Rosenblatt died in a boating accident in 1971 at the age of 43. When David Tank began his PhD program in physics at Cornell later that decade, the Perceptron and its creator were already the stuff of legend. Tank remembers going to a pig roast out in the country, where the host took him to a barn and showed him an experimental Perceptron machine built in Rosenblatt’s lab: “It had all of these tubes and wires, and it was just gathering dust.” Around the same time, Tank read Rosenblatt’s 1962 book, Principles of Neurodynamics. “It was basically the first textbook on artificial neural networks, and it’s an inspirational book in many ways, an absolute classic,” says Tank, who became a leading A.I. innovator at Bell Labs and co-founded the Princeton Neuroscience Institute.
Did you know? The past and future of A.I.
- The term “artificial intelligence” debuted at a Dartmouth conference in 1956, shortly before the Perceptron appeared.
- The inner workings of neural networks have become so baffling, even to their creators, that a new field called “explainable A.I.” seeks to uncover the processes at work so humans can provide proper oversight.

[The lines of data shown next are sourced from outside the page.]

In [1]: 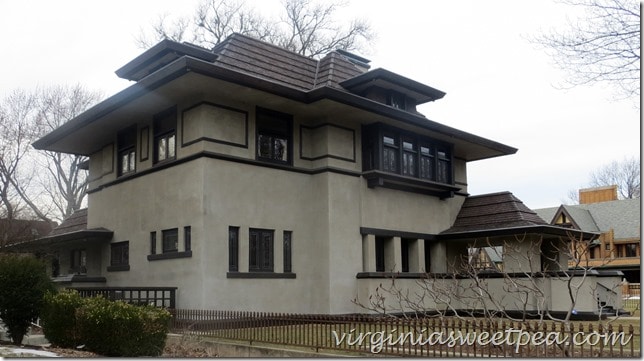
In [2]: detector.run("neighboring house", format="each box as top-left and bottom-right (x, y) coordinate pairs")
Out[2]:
(8, 34), (622, 317)
(535, 185), (641, 283)
(0, 218), (54, 249)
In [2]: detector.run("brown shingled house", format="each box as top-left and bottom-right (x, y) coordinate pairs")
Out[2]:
(10, 33), (624, 318)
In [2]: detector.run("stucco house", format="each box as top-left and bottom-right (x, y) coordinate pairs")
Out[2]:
(10, 34), (622, 317)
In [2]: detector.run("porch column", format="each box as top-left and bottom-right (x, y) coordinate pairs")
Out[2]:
(430, 240), (447, 273)
(362, 234), (376, 272)
(410, 239), (424, 273)
(386, 237), (402, 272)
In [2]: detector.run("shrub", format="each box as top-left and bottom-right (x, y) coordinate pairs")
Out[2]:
(76, 296), (171, 356)
(0, 254), (55, 345)
(40, 290), (85, 347)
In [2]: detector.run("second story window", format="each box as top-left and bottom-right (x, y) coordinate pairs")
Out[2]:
(153, 107), (177, 164)
(117, 126), (136, 176)
(256, 108), (292, 165)
(388, 91), (406, 110)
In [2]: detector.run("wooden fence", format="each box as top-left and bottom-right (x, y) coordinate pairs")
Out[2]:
(169, 309), (640, 357)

What happened between the Beatles haircut lesson and the age of modern A.I.? For years, it seemed as though other forms of machine intelligence would win out. Rule-based logic, for instance, used individually coded “if-then” instructions to build an elaborate flow chart. The machine could obey those commands to find a solution, but it couldn’t learn. Neural networks briefly entered the chat again in the late 1980s, when researchers collaborated with the U.S. Postal Service to develop ZIP code recognition. A team at Bell Labs, led by Yann LeCun, successfully trained machines to recognize different types of handwriting. Instead of foreseeing and specifying every possible way a person could close the loop of an 8 or angle the line of a 7, LeCun and his colleagues trained their system on many examples until it got the hang of human handwriting.

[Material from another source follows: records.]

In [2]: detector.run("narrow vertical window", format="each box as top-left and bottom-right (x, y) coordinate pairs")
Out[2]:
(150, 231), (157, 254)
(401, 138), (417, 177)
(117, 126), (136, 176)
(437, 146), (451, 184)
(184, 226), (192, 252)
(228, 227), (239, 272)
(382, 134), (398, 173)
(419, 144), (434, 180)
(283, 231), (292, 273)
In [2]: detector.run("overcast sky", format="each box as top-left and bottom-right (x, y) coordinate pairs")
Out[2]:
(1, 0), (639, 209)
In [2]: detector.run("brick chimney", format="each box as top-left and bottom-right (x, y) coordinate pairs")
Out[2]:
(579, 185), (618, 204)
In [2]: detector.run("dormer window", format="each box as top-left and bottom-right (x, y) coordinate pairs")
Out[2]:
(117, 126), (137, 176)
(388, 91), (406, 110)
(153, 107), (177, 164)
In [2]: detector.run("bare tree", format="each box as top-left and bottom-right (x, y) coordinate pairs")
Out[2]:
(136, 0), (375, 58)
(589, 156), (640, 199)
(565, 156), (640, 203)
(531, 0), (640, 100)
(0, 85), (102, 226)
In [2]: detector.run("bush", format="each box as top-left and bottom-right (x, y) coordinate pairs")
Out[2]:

Still, neural networks weren’t able to advance much until computers had more storage and bandwidth. A crucial development came through the computer games industry in the form of graphics processing units, or GPUs—specialized circuits that generate images and videos. These networks quickly and accurately performed thousands of calculations at once, in a way that finally brought truly useful machine learning within reach.
The other game changer was, of course, the internet. Forget about a lone scientist inputting photos of shaggy-haired musicians. A.I. could now draw on sources ranging from ancient Sanskrit scriptures to scientific papers to massive libraries of images and videos to endless snarky social media threads. The new form of A.I. could learn an unfathomably large amount about art, science, literature and human nature and weight its results accordingly.

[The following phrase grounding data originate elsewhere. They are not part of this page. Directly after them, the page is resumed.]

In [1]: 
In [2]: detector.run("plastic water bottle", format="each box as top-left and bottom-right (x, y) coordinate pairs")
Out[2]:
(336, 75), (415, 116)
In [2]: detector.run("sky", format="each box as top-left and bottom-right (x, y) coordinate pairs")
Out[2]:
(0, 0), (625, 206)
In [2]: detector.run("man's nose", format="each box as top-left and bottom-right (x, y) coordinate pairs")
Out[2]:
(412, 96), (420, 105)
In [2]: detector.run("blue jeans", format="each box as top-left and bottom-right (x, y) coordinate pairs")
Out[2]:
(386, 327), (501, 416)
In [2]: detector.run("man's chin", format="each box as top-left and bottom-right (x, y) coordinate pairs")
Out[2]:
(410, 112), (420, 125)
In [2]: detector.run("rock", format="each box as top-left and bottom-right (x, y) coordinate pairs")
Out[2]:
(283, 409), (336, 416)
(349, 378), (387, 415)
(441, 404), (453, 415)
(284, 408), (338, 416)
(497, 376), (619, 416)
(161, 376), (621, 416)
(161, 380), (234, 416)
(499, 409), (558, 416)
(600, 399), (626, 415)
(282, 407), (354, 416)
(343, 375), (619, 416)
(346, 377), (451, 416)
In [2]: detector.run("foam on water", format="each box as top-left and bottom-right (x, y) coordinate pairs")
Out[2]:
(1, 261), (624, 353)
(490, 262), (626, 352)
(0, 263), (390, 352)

When Rosenblatt introduced his Perceptron in 1958, he wrote in a research paper that he wanted “to understand the capability of higher organisms for perceptual recognition, generalization, recall and thinking.” His original Mark I machine, now in the Smithsonian’s collections, is ultimately a testament to the supercomputer inside the human skull, with its relentless urge to expand its own powers—maybe for worse and maybe for better.